The DFM General Index fell 0.6 percent, the steepest drop since Dec. 16, to 3,287.57 at the close in Dubai, trimming its gain this year to 103 percent. The gauge is beating 93 tracked globally by Bloomberg. The measure’s 14-day relative strength index stayed above 70, the level that typically indicates a drop. Shuaa Capital PSC, the investment bank controlled by Dubai’s ruler, lost the most in more than two weeks and Emirates NBD PJSC fell. Qatar’s QE Index declined 0.3 percent.
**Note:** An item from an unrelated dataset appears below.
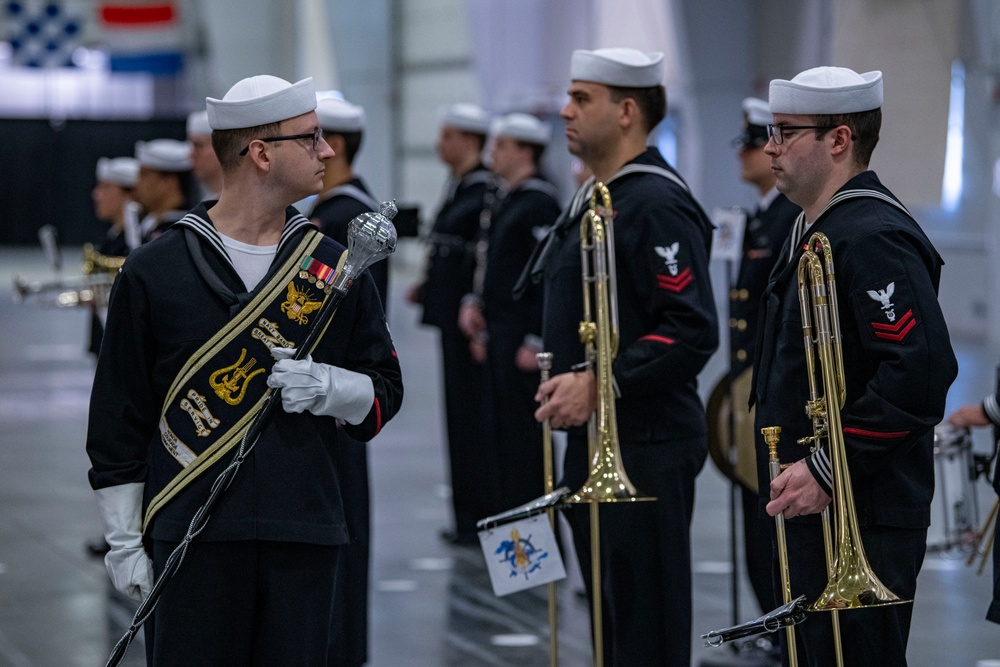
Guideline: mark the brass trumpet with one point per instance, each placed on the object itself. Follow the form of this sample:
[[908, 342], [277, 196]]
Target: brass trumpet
[[90, 289], [607, 482], [852, 582]]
Shares in Dubai benefited this year from an economic recovery in the emirate, led by a resurgence in property prices, trade and tourism. Growth is set to average 4.6 percent a year between 2012 and 2015, more than twice the rate of the previous four years, according to government forecasts.
“It’s year-end and everyone is locking in profits,” said Mariam Fadel, a regional equity trader at EFG Hermes Brokerage in Dubai. Trading was dominated by local investors, she said.
The 14-day relative-strength index of Dubai’s index fell to 76 from 81 on Dec. 26.
Shuaa slid 2.3 percent, the most since Dec. 11, to 98.7 fils, while Emirates NBD, the second-largest lender in the United Arab Emirates, retreated 0.8 percent to 6.15 dirhams. The shares have soared 80 percent and 116 percent this year, respectively.
Dana Gas rose 2.3 percent to 90 fils, taking its five-day jump to 29 percent. Dana received $53 million in delayed payments from the Egyptian government, the company said in a statement on Dec. 24. Abu Dhabi’s ADX General Index gained 0.6 percent. Egypt’s EGX 30 retreated 0.6 percent.
Saudi Arabia’s Tadawul All Share Index gained 0.2 percent. Samba Financial Group lost 3.9 percent, the most in four months. Kuwait’s gauge declined 0.5 percent, while Muscat’s index rose 0.3 percent and Bahrain’s increased 0.4 percent.
Bahrain’s economy may expand almost 5 percent this year, driven by the oil and gas industries, state-run news agency BNA reported.
In Israel, the TA-25 Index retreated 1.3 percent, the most since 0ct. 23, as Bank Leumi Le-Israel and Bank Hapoalim Ltd. fell. The yield on the government’s debt maturing in March 2023 rose three basis points, or 0.03 of a percentage point, to 3.64 percent.